27. The method according to claim 1 wherein the human is suffering from generalised MG which is classified as moderate to severe.

28. The method according to claim 1 wherein the human is anti-AChR and/or anti-MuSK autoantibody-positive.

29. The method according to claim 1 wherein each dose is provided as a fixed unit dose selected from 280 mg, 420 mg, 560 mg, 840 mg and 1120 mg.

30. A method of treating or preventing myasthenia gravis (MG) in a human in need thereof, the method comprising administering to the human at least 3 doses of an anti-FcRn antibody or antigen-binding fragment thereof wherein each dose is selected from 280 mg, 315 mg, 350 mg, 385 mg, 420 mg, 455 mg, 490 mg, 525 mg, 560 mg, 595 mg, 630 mg, 665 mg, 700 mg, 735 mg, 770 mg, 805 mg, 840 mg, 875 mg, 910 mg, 945 mg, 980 mg, 1015 mg, 1050 mg, 1085 mg and 1120 mg and wherein the anti-FcRn antibody or antigen binding fragment thereof comprises a heavy chain comprising the sequence given in SEQ ID NO:29 and a light chain comprising the sequence given in SEQ ID NO:15.

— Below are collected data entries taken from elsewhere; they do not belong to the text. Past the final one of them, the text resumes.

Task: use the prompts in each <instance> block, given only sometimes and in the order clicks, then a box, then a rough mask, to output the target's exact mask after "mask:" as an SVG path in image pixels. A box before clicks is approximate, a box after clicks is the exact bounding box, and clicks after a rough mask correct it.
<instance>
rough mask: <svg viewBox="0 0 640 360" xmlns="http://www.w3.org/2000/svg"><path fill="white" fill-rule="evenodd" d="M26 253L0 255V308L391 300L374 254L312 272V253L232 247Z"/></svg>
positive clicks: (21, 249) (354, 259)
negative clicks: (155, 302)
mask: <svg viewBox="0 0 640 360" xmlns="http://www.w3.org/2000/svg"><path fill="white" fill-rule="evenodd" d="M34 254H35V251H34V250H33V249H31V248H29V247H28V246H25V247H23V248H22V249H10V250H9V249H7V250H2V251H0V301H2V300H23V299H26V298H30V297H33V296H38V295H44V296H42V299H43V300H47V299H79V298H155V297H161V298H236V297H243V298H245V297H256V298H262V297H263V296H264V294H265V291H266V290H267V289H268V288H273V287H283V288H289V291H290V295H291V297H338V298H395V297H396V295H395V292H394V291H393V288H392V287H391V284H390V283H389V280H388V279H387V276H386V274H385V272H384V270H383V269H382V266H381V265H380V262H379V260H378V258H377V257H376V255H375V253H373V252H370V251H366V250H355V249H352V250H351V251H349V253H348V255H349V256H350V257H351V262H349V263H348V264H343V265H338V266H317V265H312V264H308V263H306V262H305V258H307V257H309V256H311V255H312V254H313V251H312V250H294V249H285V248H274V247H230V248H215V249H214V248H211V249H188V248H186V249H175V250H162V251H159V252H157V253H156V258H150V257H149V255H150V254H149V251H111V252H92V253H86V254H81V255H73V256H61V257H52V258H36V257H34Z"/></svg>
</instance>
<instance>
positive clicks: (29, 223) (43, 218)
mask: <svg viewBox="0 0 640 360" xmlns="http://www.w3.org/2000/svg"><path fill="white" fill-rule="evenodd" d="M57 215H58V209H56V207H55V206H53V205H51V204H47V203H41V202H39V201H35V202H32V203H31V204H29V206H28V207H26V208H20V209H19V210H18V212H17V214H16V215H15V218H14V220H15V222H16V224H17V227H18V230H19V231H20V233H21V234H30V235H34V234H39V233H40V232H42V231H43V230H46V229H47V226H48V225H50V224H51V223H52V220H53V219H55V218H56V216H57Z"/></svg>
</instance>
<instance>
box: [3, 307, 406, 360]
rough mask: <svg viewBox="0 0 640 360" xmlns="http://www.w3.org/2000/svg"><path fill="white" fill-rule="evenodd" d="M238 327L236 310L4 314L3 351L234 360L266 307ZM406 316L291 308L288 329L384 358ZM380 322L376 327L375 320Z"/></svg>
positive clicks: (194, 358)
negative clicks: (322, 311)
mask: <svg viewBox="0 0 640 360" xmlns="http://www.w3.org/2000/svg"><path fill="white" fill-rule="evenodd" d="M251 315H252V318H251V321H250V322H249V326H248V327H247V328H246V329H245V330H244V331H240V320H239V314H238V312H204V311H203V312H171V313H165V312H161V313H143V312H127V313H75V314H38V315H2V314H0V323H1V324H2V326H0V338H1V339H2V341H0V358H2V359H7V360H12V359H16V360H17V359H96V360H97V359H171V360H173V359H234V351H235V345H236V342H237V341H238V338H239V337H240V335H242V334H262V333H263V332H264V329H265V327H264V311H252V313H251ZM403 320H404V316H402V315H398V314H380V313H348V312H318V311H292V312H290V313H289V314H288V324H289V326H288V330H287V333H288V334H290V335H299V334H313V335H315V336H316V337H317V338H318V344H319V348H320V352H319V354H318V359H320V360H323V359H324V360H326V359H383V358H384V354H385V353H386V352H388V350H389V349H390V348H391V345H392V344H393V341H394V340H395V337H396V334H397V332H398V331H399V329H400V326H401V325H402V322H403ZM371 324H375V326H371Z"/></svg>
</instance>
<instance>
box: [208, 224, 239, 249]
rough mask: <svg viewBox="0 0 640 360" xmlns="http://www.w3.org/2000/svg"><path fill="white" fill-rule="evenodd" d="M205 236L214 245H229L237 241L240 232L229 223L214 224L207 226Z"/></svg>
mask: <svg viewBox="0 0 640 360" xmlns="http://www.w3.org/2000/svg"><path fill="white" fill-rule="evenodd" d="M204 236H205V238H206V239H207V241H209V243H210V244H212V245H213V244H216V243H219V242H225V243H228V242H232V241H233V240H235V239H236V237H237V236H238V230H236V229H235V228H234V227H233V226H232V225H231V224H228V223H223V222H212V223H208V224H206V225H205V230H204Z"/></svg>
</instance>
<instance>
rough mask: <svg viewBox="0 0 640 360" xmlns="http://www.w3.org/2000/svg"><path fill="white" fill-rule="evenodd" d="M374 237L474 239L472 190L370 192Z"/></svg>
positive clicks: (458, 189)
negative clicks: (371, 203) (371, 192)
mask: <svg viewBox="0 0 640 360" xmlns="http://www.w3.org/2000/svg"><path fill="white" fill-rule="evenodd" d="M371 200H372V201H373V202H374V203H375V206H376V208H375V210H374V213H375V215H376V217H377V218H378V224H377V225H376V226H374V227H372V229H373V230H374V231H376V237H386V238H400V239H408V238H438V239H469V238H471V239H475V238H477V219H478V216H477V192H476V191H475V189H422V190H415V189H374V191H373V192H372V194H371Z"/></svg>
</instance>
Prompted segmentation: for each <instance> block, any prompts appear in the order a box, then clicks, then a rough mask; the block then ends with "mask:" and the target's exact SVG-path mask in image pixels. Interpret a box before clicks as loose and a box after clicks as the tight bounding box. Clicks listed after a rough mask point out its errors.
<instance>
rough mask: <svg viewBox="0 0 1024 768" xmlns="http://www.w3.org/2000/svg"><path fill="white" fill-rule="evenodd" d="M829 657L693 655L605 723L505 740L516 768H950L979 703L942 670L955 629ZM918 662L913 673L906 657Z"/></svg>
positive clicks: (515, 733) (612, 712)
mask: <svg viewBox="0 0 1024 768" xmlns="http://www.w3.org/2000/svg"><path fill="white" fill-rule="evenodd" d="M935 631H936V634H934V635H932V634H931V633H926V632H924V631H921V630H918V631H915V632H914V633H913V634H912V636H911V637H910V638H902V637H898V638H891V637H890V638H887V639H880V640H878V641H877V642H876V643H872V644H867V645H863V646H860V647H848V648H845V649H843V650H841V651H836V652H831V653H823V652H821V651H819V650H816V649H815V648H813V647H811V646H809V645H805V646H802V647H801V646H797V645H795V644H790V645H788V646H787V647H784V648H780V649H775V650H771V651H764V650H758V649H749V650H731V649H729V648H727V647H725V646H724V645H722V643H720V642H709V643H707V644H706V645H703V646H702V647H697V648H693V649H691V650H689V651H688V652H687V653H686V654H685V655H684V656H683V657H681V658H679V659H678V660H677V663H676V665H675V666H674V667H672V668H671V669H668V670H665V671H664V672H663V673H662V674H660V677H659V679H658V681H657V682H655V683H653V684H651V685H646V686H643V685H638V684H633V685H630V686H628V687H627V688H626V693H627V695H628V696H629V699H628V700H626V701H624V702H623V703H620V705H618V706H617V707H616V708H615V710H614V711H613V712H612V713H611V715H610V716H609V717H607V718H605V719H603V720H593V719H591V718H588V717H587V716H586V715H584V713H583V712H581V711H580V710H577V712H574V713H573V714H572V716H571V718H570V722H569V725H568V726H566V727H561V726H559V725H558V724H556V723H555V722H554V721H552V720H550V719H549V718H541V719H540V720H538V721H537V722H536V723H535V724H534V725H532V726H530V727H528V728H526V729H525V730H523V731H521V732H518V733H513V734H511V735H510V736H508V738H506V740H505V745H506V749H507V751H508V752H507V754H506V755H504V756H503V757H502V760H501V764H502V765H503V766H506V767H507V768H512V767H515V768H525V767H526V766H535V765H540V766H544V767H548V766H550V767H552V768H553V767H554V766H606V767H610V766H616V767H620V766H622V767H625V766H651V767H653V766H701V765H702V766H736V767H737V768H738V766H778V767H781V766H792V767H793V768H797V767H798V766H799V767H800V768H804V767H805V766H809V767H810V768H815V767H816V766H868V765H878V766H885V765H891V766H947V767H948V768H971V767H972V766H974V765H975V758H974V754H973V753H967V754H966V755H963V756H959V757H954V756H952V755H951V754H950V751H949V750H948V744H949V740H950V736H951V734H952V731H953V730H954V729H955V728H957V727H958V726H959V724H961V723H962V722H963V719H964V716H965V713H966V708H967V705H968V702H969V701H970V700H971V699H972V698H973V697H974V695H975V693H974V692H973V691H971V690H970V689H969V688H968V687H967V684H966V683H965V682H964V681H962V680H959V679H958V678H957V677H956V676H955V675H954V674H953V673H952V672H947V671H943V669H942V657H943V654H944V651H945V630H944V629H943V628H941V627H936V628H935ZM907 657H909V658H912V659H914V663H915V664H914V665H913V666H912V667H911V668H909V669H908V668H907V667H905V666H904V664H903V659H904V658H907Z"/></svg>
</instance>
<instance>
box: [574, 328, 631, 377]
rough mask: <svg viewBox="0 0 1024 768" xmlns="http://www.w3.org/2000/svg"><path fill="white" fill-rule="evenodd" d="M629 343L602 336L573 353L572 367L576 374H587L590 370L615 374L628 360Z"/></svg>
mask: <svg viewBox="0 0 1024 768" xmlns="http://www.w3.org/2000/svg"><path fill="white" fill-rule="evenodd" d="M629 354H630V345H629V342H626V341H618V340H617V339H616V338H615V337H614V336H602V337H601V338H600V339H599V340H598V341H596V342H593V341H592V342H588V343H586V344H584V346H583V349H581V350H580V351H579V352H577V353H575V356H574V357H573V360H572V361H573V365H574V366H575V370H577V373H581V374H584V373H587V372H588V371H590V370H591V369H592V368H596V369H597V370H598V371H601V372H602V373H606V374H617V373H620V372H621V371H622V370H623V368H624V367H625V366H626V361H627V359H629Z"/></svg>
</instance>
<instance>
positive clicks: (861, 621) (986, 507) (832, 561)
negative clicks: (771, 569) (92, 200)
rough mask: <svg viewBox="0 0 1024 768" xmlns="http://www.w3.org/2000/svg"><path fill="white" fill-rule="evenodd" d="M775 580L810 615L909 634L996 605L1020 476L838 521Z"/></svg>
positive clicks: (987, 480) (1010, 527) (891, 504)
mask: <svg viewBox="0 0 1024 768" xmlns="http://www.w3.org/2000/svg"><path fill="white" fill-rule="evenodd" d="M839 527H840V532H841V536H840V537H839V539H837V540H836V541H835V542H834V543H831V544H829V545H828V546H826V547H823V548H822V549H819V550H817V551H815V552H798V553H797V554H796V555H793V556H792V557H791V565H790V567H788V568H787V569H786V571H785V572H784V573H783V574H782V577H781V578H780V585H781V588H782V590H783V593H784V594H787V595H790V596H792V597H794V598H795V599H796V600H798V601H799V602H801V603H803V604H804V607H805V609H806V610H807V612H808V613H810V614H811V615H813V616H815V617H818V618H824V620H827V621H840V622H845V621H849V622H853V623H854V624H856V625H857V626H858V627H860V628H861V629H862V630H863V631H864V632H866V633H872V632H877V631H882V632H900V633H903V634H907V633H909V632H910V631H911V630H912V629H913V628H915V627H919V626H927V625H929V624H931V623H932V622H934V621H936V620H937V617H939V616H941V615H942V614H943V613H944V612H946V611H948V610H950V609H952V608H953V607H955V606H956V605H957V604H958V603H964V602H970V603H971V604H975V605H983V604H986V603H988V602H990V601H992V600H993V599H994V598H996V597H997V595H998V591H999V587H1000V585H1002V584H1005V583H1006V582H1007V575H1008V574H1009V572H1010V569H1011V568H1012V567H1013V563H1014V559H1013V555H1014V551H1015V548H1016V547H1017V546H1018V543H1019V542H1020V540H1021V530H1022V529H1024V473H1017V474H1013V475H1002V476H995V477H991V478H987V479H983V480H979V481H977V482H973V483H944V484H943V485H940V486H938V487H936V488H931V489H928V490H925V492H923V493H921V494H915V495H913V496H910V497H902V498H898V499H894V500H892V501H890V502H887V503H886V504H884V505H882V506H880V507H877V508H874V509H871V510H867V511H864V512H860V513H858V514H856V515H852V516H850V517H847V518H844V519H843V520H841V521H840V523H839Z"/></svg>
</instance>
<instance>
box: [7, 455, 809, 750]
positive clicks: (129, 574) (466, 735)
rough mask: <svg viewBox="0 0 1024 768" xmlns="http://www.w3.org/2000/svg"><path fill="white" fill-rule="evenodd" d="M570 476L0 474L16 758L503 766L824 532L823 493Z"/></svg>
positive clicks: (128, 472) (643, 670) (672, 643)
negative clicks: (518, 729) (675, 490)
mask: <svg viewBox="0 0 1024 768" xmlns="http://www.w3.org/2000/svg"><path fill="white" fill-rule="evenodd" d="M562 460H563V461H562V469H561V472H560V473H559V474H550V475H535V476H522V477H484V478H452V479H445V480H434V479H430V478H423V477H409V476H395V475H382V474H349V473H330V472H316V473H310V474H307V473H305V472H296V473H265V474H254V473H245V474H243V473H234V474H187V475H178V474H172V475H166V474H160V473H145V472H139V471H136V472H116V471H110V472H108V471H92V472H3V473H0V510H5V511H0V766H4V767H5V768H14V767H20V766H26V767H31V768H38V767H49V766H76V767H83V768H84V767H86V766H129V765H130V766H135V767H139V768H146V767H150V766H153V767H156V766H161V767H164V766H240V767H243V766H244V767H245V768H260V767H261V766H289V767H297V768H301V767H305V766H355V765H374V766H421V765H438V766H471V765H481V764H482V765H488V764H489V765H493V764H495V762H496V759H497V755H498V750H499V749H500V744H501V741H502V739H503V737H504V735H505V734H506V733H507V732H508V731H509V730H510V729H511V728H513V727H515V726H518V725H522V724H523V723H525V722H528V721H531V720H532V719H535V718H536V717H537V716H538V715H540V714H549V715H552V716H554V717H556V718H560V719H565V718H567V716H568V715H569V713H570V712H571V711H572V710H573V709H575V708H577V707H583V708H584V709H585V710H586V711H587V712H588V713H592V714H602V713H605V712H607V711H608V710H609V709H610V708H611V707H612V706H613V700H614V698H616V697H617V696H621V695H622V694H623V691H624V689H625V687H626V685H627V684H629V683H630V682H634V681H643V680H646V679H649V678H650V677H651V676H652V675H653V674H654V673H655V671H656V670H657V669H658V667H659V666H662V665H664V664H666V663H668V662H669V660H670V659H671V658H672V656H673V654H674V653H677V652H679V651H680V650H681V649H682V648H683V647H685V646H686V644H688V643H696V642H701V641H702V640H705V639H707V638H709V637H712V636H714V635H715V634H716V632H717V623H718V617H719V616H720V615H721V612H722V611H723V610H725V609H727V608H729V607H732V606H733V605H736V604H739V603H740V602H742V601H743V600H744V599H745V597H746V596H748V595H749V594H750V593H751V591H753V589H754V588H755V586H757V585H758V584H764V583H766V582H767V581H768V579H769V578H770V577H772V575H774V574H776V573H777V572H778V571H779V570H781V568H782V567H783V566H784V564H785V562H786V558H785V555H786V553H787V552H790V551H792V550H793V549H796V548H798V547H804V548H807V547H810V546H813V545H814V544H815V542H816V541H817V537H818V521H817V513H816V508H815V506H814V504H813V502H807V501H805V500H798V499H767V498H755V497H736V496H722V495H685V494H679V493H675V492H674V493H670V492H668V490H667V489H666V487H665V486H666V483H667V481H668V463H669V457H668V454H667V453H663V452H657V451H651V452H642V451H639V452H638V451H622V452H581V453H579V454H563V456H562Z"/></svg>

31. A method of treating or preventing myasthenia gravis (MG) in a human in need thereof, the method comprising administering to the human at least 6 doses of an anti-FcRn antibody or antigen-binding fragment thereof wherein for a body weight of less than 50 kg the dose is 280 mg, for a body weight of equal to or greater than 50 kg but less than 70 kg the dose is 420 mg, for a body weight of equal to or greater than 70 kg but less than 100 kg the dose is 560 mg and for a body weight of equal to or greater than 100 kg the dose is 840 mg.

32. A method of treating or preventing myasthenia gravis (MG) in a human in need thereof, the method comprising administering to the human at least 6 doses of an anti-FcRn antibody or antigen-binding fragment thereof wherein for a body weight of less than 50 kg the dose is 420 mg, for a body weight of equal to or greater than 50 kg but less than 70 kg the dose is 560 mg, for a body weight of equal to or greater than 70 kg but less than 100 kg the dose is 840 mg and for a body weight of equal to or greater than 100 kg the dose is 1120 mg.

33. The method according to claim 30 wherein each dose is administered weekly.